Coming from within a Phillips 66 owned pipeline, the explosion produced a fire 40 feet in width and height, described as “a large blowtorch” by the St. Charles Parish Sheriff Greg Champagne.

Todd Denton, general manager of midstream operations for Phillips 66, said that “the workers were doing ‘routine’ maintenance when the explosion happened,” according to a local news report. Denton added that it “will take a little time to get in there and determine what happened. … We don’t know where the release point was or what caused the fire.”

Local homeowners, many of whom reported hearing a loud explosion when the incident occurred, had to be evacuated to a shelter that was opened by the Red Cross at a nearby community center. Residents were allowed to return home Friday morning after the evacuation order was lifted. Although the fire was contained, firefighters were not able to put out the flames until Monday morning.

In its statement posted the afternoon after the explosion, Phillips 66 stated that “the pipeline carries y-grade, or raw, natural gas liquids,” and that “ongoing air monitoring of the area indicates no health impacts to the surrounding community.”

“It’s burning clean. But it’s not safe to go near it,” Champagne told reporters while the fire was still burning, adding “it’s just highly flammable, obviously. … If it burns off, it appears, it shouldn’t be a danger. It’s just a matter of getting it burned off, and they’re trying to shut it off at sources. It has been shut off at the main source, but those are miles away. So they’re looking for some valves that are closer to be able to shut it down so it won’t burn so long.”

The Louisiana Bucket Brigade, a local organization critical of the oil and gas industry, published an article in January headlined “Louisiana Pipelines Falling Apart = 144 Accidents in 2016.” It concludes that “corrosion and leaks were the cause of 48 percent of all accidents.” In response to these staggering figures, Anne Rolfes of the Louisiana Bucket Brigade said “the oil industry will say that the problems aren’t so bad and minimize these accidents. The industry is like an addict—unable to even acknowledge the problem.”

The industry, which is a major player in the state’s economy and enjoys intimate political connections with the state and federal government, has seen numerous deadly accidents in recent months in the state. Last November, a fire broke out at an ExxonMobil plant in Baton Rouge injuring six workers.

An OSHA News Release from September 2011 cited ExxonMobil for “violations—20 serious and two other-than-serious—for exposing workers to possible fires and explosions, among other hazards,” at its Baton Rouge facility.
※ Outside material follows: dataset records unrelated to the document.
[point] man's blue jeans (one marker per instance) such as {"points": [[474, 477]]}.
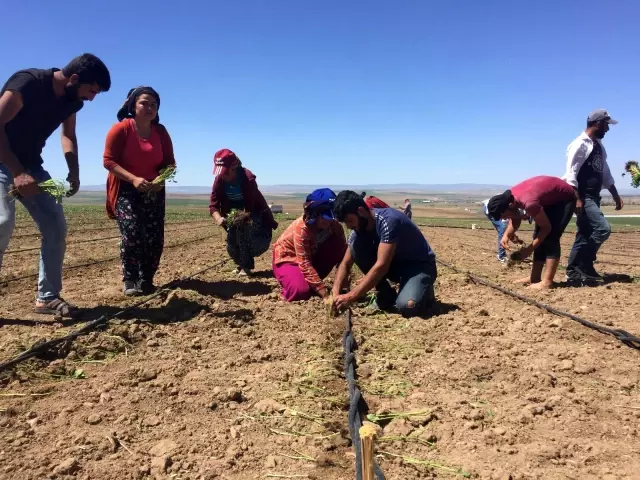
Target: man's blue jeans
{"points": [[500, 227], [49, 218], [416, 279], [593, 231]]}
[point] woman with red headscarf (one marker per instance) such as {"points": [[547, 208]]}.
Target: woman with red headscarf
{"points": [[136, 149], [235, 190]]}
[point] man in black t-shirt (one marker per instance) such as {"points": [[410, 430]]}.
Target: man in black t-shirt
{"points": [[33, 104], [588, 173]]}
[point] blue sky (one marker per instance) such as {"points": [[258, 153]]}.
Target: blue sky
{"points": [[355, 92]]}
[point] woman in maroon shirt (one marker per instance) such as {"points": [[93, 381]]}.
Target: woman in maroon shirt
{"points": [[551, 202], [137, 148]]}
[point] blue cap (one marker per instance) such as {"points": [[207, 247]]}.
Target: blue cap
{"points": [[319, 203]]}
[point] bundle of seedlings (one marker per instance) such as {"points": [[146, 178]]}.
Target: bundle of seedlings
{"points": [[238, 218], [167, 174], [56, 188], [631, 167]]}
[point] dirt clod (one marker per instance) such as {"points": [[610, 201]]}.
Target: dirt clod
{"points": [[94, 419], [66, 467]]}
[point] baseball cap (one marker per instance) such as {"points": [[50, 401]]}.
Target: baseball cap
{"points": [[601, 114], [223, 159], [498, 204], [319, 203]]}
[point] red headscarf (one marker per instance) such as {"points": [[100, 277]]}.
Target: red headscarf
{"points": [[224, 159]]}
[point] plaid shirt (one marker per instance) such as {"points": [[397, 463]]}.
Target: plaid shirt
{"points": [[298, 244]]}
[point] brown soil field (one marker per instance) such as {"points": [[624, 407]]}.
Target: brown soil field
{"points": [[219, 378]]}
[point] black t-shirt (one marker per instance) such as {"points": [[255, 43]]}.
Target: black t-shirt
{"points": [[590, 174], [41, 114]]}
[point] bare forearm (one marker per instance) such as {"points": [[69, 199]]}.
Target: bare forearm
{"points": [[70, 150], [7, 156], [542, 234], [341, 276], [370, 280]]}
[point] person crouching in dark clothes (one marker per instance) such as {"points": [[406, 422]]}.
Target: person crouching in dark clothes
{"points": [[235, 194]]}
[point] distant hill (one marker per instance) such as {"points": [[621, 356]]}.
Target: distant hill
{"points": [[298, 188], [293, 189]]}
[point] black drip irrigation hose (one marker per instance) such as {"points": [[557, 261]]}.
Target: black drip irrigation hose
{"points": [[31, 249], [101, 321], [432, 225], [625, 337], [96, 262], [357, 405]]}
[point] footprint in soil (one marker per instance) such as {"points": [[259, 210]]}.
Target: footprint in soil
{"points": [[226, 289], [178, 309]]}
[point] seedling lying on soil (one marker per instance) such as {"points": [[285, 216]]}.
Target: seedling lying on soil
{"points": [[238, 218], [632, 168], [372, 417], [406, 438], [429, 463], [56, 188]]}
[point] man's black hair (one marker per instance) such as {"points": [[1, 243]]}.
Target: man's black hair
{"points": [[347, 202], [90, 69], [499, 204]]}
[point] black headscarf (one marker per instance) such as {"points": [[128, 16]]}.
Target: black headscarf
{"points": [[498, 205], [128, 109]]}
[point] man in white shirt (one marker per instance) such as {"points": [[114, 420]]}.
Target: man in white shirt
{"points": [[588, 173]]}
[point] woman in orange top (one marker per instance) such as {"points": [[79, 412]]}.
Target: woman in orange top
{"points": [[137, 148], [309, 249]]}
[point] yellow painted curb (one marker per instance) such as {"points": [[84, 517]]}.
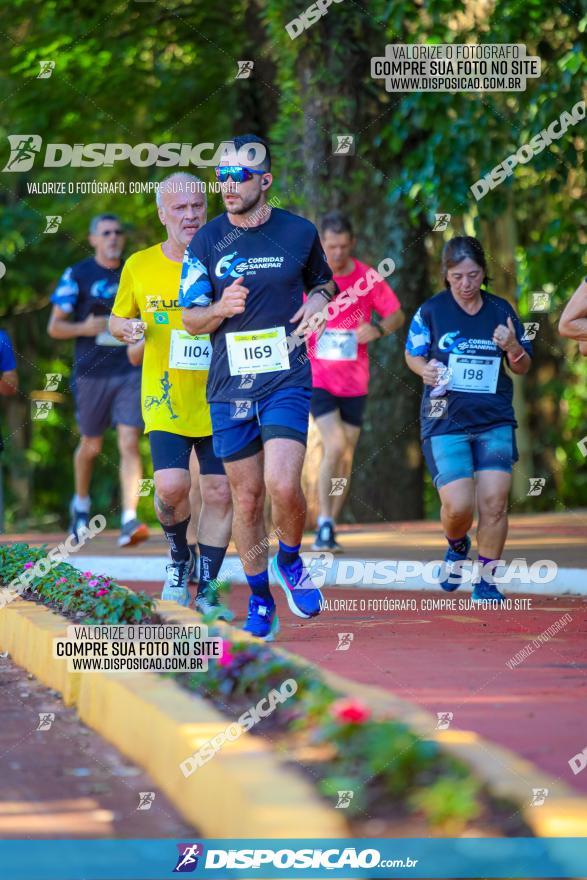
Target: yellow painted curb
{"points": [[243, 791]]}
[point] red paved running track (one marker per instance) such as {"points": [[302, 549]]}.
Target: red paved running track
{"points": [[455, 661]]}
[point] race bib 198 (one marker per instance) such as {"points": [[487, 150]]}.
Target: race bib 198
{"points": [[189, 352], [473, 374], [338, 345], [260, 351]]}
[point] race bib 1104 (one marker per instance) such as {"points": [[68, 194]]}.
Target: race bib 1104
{"points": [[189, 352]]}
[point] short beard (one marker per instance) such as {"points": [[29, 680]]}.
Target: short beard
{"points": [[245, 208]]}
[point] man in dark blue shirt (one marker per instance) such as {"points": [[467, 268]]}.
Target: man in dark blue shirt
{"points": [[106, 386], [243, 279]]}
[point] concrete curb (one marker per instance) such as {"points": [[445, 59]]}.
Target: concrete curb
{"points": [[244, 791]]}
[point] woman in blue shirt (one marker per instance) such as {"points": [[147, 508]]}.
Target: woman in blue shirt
{"points": [[460, 342]]}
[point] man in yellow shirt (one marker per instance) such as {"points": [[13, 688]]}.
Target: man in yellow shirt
{"points": [[175, 371]]}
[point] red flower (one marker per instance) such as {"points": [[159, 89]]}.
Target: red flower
{"points": [[350, 711], [226, 658]]}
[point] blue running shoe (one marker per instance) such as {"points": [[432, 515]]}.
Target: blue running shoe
{"points": [[262, 620], [451, 583], [486, 592], [304, 599]]}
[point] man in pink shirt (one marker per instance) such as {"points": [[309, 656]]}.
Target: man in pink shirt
{"points": [[340, 367]]}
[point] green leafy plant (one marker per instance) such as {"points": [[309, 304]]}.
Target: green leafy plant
{"points": [[91, 598]]}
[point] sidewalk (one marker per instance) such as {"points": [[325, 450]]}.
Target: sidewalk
{"points": [[65, 781]]}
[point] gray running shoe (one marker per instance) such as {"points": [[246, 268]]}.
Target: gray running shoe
{"points": [[207, 605]]}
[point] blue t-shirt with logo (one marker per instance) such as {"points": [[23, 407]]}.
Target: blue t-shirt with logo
{"points": [[442, 330], [278, 261], [89, 289]]}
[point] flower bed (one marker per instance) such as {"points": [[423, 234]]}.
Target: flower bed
{"points": [[391, 772], [81, 596]]}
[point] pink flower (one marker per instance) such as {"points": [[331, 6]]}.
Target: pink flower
{"points": [[350, 711], [226, 658]]}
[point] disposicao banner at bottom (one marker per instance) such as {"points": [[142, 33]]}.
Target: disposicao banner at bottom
{"points": [[270, 858]]}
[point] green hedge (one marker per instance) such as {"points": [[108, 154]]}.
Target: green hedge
{"points": [[84, 596]]}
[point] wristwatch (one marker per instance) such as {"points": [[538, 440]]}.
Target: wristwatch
{"points": [[378, 326]]}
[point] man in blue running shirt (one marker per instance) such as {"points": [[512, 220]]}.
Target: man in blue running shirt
{"points": [[243, 279]]}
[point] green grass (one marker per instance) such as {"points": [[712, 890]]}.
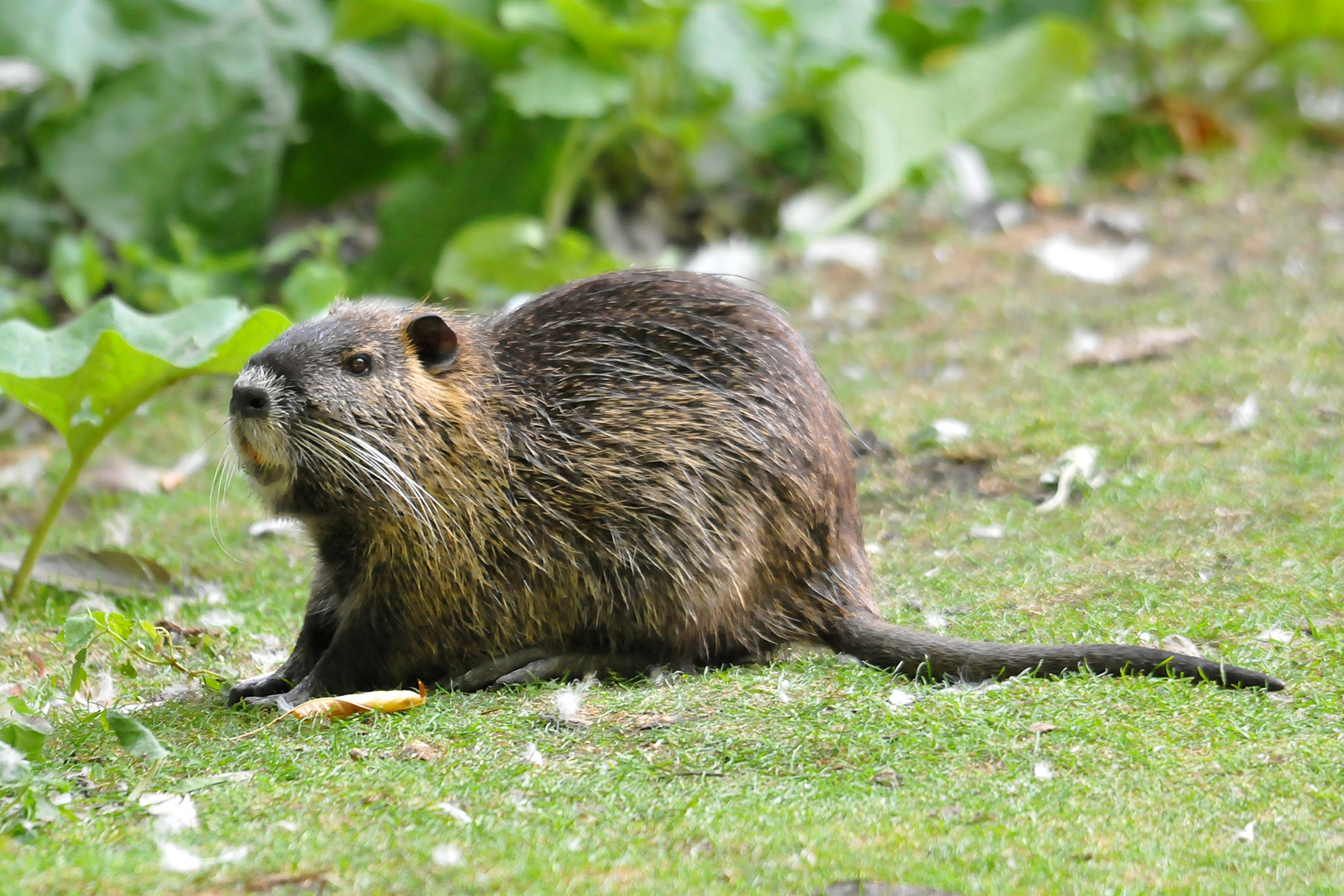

Dorinda Folse, OSHA’s area director in Baton Rouge, stated in the release that “this company exposed its workers to serious safety and health hazards by failing to comply with OSHA’s process safety management regulations.”

Louisiana currently ranks among the top 20 contiguous states that have counted more than 100 fatal occupational injuries annually since 2014. In the US, from 2006 to 2015, the number of fatal work injuries for wage and salary workers annually has been around 3,900 on average. In the mining, quarrying, and oil and gas extraction industry, the average annual number of fatal occupational injuries during the same time span was just over 110. Though the Bureau of Labor Statistics has yet to publish its Census of Fatal Occupational Injuries for 2016, the manufacturing industry saw a total of 353 fatal injuries in the workplace during 2015.

Penalties are routinely imposed on companies like PCA and ExxonMobil for repeated work safety violations, but they are no more than slaps on the wrist for these transnational corporations. Such fines, as well as the toll on workers’ lives and the livelihoods of their families, are easily written off by these firms as the cost of doing business.